Agar plugs of actively growing Fusarium solanii, Rhizoctonia solanii and Botrytis cinerea were transferred to the borders of fresh malt extract 2% agar plates. Sterile paper disks were impregnated with the inhibitors at given concentrations and placed in the middle of the plates and incubated in the dark at 22 °C for 48 h. Mycelial growth was monitored. Approximatively 105 spores per ml harvested from mature Fusarium solanii and Botrytis cinerea as well as hyphal cuttings from Rhizoctonia solanii were placed in 6-well plates with sterile tap water supplemented with the given inhibitors and incubated for 24 h in the dark at 22 °C with gentle shaking (110 rpm). Germination of spores and regeneration of cut hyphae was evaluated under a Leica DM600B epifluorescence microscope after 100 μg ml−1 Calcofluor White staining. Phytophthora infestans Rec01 was maintained on V8 medium in our laboratory. Agar plugs of actively growing P. infestans were transferred to the middle of fresh rye 1.5% agar plates and 8 mm wells produced with a cork borer were filled with P. kirkii crude extracts or sterile water as solvent controls. Mycelial growth was monitored. Mature sporangia were harvested with sterile H2O from 10 days mycelia, filtered through sterile cheese cloth and inhibitors were supplemented at the given concentrations. Sporangia germination was stimulated by vigorous vortexing and let to germinate for in the dark at 22 °C for 16 h. Spore germination was assessed under a Leica M165FC stereo microscope and germ tube length was measured from Leica DM600B dissecting microscope brightfield micrographs using ImageJ software.

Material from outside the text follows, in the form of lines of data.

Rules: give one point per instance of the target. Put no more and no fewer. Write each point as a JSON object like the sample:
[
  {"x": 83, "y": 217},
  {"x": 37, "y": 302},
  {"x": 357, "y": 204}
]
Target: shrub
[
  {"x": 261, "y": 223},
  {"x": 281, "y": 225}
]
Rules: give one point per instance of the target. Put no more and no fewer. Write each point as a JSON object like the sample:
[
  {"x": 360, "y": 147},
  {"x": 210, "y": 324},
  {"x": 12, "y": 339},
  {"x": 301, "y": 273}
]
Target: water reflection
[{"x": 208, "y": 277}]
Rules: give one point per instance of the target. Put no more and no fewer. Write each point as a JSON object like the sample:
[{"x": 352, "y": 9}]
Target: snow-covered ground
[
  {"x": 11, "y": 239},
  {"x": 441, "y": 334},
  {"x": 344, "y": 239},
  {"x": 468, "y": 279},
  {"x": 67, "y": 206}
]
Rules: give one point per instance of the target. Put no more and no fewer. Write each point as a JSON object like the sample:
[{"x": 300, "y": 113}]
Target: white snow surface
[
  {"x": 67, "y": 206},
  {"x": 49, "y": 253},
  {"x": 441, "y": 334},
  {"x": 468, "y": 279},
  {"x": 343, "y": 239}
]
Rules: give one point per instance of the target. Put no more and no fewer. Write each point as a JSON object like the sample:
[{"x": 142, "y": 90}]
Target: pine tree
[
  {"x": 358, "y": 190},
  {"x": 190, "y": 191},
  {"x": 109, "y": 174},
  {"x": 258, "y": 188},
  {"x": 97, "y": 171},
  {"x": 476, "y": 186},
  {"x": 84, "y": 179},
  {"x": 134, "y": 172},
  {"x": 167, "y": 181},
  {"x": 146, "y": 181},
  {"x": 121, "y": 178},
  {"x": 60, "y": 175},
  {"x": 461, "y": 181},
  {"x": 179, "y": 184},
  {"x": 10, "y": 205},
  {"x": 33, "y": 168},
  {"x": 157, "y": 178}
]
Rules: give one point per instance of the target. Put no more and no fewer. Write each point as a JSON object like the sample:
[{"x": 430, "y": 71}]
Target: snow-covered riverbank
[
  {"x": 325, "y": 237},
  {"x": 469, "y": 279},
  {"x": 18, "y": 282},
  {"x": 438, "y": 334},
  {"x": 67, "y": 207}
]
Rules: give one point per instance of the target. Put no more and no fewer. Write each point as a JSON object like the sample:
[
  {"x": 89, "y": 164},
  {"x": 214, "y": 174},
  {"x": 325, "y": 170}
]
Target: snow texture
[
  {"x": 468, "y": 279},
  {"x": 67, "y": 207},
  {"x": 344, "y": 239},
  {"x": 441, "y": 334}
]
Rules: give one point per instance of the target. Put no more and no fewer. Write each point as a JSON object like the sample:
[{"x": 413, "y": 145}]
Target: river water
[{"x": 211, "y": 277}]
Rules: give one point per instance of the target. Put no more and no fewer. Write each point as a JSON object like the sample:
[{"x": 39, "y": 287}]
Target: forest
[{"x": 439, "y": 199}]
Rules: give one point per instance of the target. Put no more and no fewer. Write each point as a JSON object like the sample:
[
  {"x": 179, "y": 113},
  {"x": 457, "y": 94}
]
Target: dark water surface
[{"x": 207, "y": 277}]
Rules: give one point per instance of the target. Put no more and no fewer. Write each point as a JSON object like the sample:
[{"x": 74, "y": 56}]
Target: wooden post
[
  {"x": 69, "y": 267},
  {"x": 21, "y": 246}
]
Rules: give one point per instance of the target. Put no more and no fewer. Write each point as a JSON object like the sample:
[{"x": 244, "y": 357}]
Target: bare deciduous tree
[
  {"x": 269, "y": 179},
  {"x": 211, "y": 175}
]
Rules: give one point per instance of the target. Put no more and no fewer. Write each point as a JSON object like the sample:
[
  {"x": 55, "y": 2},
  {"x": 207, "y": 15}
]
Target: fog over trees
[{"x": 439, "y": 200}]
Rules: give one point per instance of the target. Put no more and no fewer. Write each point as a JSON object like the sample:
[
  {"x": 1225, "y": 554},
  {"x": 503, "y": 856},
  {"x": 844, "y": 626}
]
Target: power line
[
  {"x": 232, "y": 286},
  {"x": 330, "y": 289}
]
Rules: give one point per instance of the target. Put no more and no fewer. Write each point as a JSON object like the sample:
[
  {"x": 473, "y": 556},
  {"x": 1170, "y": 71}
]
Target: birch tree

Cytotoxicity of (+)-streptol on animal cell line

Brine shrimps

Artemia salina were hatched from dehydrated eggs (Artemio Pur, JBL GmbH Germany) under constant shaking and 60 µE white light illumination at room temperature in artificial sea water (NaCl 37 g/l, pH 8.5 NaOH) supplemented with the given concentrations of inhibitors. After 72 h, the different stages of development of individuals were assessed under a Leica M165FC stereo microscope. No differences in nauplii swimming motility were observed between treatments.

Human cells

Human colon Duke's type B adenocarcinoma LS 174 T cell line was purchased from the Deutsche Sammlung von Mikroorganismen und Zellkulturen (ACC 759) and the cells were grown in Dulbecco's Modified Eagle Medium (DMEM) with 10% heat-inactivated Fetal Bovine Serum (FBS), 0.1% penicillin–streptomycin in an incubator (37 °C, 5% CO2, 95% humidity). LS 174 T cells (4 × 103) were seeded in 96-well cell culture plates in a final volume of 100 µl and allowed to attach for 24 h in the incubator. To evaluate the cytotoxic potential of (+)-streptol, LS 174 T cells were treated with increasing concentrations of the compound in DMEM medium with 10% heat-inactivated FBS, 0.1% penicillin–streptomycin for 5 days in the same growth conditions. Cytotoxicity was determined by replacing the medium with 100 µl of DMEM containing 10% colorimetric Cell Counting Kit-8 (Dojindo Molecular Technologies, Inc.), incubating the cells for another 90 min, and determining dehydrogenase activities by measuring the absorbance at 450 nm following the manufacturer’s instructions. Absorbance at 650 nm was also measured and the value was subtracted to samples’ values as the background. Cells in medium were used as negative control and wells without cells were set as blank.

All photographs displayed in this work were acquired from a Nikon D90 digital camera equipped with a NIKKOR AF-S Micro 60 mm f/2.8G ED macroobjective.